Large Language Models for Human-Machine Collaborative Particle Accelerator Tuning through Natural Language
Jan Kaiser, Annika Eichler, Anne Lauscher

TL;DR
This paper demonstrates that large language models can autonomously tune particle accelerators using natural language prompts, outperforming traditional optimization methods in complex, real-world scenarios.
Contribution
It introduces a novel application of LLMs for autonomous particle accelerator tuning, reducing the need for expert-implemented algorithms for each task.
Findings
LLMs can successfully tune accelerator subsystems from natural language prompts.
LLMs outperform Bayesian optimization and reinforcement learning in the tested scenario.
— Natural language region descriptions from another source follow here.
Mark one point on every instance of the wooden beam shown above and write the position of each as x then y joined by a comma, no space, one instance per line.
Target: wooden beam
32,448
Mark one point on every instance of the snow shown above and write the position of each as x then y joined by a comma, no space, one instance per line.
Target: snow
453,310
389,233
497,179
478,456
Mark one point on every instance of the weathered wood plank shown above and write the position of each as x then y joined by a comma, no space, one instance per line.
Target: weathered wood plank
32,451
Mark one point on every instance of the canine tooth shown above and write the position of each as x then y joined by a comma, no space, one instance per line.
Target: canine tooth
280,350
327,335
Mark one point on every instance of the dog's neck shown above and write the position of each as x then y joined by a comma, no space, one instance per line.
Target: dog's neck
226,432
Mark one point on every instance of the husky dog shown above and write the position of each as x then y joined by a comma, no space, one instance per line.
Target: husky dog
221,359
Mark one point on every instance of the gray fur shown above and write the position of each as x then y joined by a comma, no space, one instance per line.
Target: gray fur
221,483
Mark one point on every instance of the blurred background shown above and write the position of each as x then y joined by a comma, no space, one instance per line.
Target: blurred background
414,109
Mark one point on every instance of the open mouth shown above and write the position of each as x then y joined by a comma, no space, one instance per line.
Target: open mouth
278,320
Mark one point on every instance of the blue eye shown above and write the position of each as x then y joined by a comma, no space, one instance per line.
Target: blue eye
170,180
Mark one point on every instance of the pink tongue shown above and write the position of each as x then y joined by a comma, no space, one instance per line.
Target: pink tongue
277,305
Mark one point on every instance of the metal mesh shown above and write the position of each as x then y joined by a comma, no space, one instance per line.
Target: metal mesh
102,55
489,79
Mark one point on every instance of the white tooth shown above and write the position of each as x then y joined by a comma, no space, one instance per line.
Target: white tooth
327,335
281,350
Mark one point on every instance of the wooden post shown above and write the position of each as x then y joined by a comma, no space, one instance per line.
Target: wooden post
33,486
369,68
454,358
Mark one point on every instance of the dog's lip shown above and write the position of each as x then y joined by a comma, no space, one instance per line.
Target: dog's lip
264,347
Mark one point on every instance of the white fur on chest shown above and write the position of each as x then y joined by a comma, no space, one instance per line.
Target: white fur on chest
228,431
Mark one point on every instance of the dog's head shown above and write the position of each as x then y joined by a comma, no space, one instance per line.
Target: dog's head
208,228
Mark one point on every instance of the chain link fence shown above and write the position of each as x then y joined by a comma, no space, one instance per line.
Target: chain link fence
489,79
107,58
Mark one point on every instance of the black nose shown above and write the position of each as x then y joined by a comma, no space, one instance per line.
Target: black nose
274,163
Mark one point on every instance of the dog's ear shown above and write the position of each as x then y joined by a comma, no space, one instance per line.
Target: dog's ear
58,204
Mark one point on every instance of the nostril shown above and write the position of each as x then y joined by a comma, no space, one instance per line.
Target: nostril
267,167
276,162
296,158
Demonstrates LLMs' ability to optimize complex non-linear functions.
Abstract
Autonomous tuning of particle accelerators is an active and challenging field of research with the goal of enabling novel accelerator technologies cutting-edge high-impact applications, such as physics discovery, cancer research and material sciences. A key challenge with autonomous accelerator tuning remains that the most capable algorithms require an expert in optimisation, machine learning or a similar field to implement the algorithm for every new tuning task. In this work, we propose the use of large language models (LLMs) to tune particle accelerators. We demonstrate on a proof-of-principle example the ability of LLMs to successfully and autonomously tune a particle accelerator subsystem based on nothing more than a natural language prompt from the operator, and compare the performance of our LLM-based solution to state-of-the-art optimisation algorithms, such as Bayesian…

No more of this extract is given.